Ultimately, we are nothing more than a memory and a few lines in a historical document hidden away in a dusty basement or stored away on some forgotten file that can no longer be opened. I hope to preserve as many memories as I can for as long as possible.

Friday, August 24, 2012

All Windows Open (2012)

"All Windows Open" is a recently published book that includes a namesake novella and a collection of short stories each running about 10 pages long. To summarize the group would be to say that they all deal with longing, lust, and desire, sometimes fulfilled, often times not.

The novella is dual narrated by lovesick Chrissie and the widow Magda who knows everyone's secrets, both those spoken and those surmised. The author Hariklia Heristanidis has created a genuine neighborhood of people who interact in a tightly knit, sometimes oppressive, but always caring fashion. To say anything more about the plot would be to spoil the surprises and humor that follow.

My biggest compliment is that the story is thoughtful and well considered. Random events and comments come full circle and build character or have meaning later in the story.

The book arrived in the mail late last night and I finished all of the stories this morning with coffee. A very good read and a highly recommended book.

To find on Amazon: All Windows Open: and Other Stories

Tuesday, July 31, 2012

I Am Gabriella (1955)

From the book cover:

"Karen hadn't seen her cousin in years, and when they finally met in Paris, she sensed something was wrong. This wasn't the girl she had known as a child.

And then she disappeared ...

In an isolated chateau with a strange old woman and an evil-faced man, Karen found the missing girl. But she kept insisting, I am Gabriella! I am Gabriella!"

Karen's cousin's name was Maxine. Who was this girl with Maxine's face? And why was she so afraid to admit her true identity? Was it because the man who had murdered to keep them apart as children had returned ... intent to kill again to keep the truth from coming out?"

Okay ... written in the 1950s by an author of romantic suspense and advertised as a gothic, this book is actually a detective story along the lines of Tommy and Tuppence or Nick and Nora Charles.

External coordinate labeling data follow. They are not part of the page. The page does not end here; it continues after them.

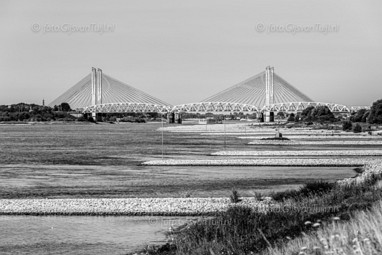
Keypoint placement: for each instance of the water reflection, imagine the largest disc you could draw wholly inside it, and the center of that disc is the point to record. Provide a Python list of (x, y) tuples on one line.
[(82, 235)]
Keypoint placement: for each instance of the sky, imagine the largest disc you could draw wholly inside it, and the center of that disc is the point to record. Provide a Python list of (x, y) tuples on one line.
[(186, 51)]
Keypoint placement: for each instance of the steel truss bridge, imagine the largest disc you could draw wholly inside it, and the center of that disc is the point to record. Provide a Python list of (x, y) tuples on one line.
[(263, 93), (216, 107), (126, 107)]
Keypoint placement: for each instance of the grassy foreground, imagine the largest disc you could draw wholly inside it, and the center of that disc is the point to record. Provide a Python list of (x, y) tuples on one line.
[(313, 220)]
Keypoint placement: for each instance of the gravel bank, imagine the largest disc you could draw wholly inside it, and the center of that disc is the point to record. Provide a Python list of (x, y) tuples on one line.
[(328, 153), (125, 206), (335, 162)]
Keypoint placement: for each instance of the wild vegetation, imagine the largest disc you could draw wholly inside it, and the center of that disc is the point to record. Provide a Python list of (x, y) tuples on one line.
[(244, 230), (33, 112)]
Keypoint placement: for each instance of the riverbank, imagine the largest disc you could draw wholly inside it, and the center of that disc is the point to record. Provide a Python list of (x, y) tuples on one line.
[(298, 162), (125, 206), (315, 207)]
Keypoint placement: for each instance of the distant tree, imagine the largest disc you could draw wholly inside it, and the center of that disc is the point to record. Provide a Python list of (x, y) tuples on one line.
[(375, 116), (357, 128), (347, 125), (365, 117), (280, 115), (323, 113), (357, 117), (65, 107)]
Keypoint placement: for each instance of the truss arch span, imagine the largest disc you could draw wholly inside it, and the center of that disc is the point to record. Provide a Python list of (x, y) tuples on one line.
[(300, 106), (215, 107), (126, 107)]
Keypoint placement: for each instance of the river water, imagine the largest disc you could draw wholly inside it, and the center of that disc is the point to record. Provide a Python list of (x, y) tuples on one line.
[(48, 161), (82, 235)]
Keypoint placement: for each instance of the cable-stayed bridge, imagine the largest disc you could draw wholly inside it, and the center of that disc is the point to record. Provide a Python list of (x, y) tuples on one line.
[(262, 93)]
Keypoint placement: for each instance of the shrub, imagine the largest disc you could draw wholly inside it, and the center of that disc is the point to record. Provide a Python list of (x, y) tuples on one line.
[(357, 128), (234, 197), (375, 116)]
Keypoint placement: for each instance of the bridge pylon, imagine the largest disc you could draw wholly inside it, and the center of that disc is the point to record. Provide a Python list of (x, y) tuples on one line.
[(96, 83), (269, 92)]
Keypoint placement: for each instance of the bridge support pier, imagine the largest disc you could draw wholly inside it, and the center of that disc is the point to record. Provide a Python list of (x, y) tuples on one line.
[(269, 117)]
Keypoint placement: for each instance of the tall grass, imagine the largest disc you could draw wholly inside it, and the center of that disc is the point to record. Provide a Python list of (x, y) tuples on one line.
[(361, 235), (243, 230)]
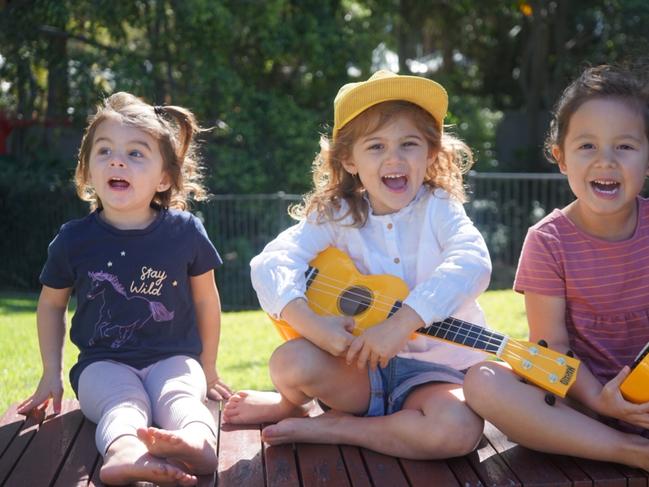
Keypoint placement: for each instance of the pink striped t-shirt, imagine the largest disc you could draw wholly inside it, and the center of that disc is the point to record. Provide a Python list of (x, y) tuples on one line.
[(605, 284)]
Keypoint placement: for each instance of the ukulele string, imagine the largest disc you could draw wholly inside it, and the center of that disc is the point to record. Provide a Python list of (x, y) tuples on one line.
[(490, 341), (386, 307), (512, 354)]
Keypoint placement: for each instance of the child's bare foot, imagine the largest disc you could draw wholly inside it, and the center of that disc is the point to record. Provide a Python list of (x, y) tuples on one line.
[(253, 407), (193, 446), (127, 460)]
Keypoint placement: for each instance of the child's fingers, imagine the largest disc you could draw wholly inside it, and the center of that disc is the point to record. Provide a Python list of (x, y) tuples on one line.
[(353, 349), (363, 357), (217, 392), (619, 378), (57, 399), (30, 403)]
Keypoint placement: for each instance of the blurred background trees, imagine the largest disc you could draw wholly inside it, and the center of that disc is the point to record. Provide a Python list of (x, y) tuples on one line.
[(264, 73)]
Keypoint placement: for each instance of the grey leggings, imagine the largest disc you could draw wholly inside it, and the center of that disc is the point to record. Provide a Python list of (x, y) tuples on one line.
[(121, 399)]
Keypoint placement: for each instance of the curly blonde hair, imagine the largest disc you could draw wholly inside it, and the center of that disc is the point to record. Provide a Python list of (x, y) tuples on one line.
[(175, 129), (332, 183)]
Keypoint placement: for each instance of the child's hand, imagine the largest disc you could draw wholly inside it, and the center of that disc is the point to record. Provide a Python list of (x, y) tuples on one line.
[(613, 403), (334, 334), (377, 345), (216, 388), (49, 387)]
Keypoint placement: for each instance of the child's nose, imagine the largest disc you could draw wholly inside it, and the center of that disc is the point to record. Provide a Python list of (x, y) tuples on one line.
[(117, 161), (394, 155), (607, 156)]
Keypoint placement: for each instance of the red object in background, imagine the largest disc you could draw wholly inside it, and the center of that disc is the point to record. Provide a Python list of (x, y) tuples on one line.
[(7, 125)]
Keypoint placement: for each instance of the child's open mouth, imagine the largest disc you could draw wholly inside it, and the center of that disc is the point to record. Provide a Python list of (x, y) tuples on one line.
[(605, 187), (396, 182), (118, 183)]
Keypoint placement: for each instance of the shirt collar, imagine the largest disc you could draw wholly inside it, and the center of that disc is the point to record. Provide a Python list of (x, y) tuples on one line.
[(402, 212)]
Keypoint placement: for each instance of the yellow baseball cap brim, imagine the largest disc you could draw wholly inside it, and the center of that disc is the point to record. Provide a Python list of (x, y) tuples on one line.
[(354, 98)]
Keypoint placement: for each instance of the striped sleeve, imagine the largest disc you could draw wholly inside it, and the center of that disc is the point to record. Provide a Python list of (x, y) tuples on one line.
[(539, 268)]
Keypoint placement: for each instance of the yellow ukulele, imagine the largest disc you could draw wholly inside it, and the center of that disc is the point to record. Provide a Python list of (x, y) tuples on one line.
[(635, 387), (335, 287)]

Anne Maybury's Nick and Karen Arnold work together to solve the mystery of the missing girl and actually like each other. There's an old house, some intrigue, but not much else other than a lot of cigarette smoking and attempts to limit the number smoked during periods of high anxiety and stress.

I'm not sure what the cover means by the person who murdered to keep them apart as children. Whatever orphaned the two girls as children and brought them together as cousins with the same guardian later on played no part in the overall story and was never even suggested as a potential reason for the identity conflict. We can just file that away under cover art that has nothing whatsoever to do with content.

To find on amazon: I Am Gabriella

Everyday Life in Early America

I've been reading non-fiction for a change, and chose this book in an attempt to further my family history knowledge. (More about that in a different post.)

David Freeman Hawke's "Everyday Life in Early America" gets high marks for readability but I'm left merely with an impression of the times and no hard solid facts or information.

When the English arrived in America, the goal of the crown was to supplement the economic needs of a home country even if the land and settler's needs didn't support it. After an initial attempt (as would seem natural) to replicate the world they left behind, the settlers adjusted their buildings, diet, and practices to fit a new environment and emerged as Americans.

While this book was a breeze to read, it's not memorable and I'm not sure I really learned anything significant. More interesting and useful was "The Planters of Colonial Virginia" to be discussed next.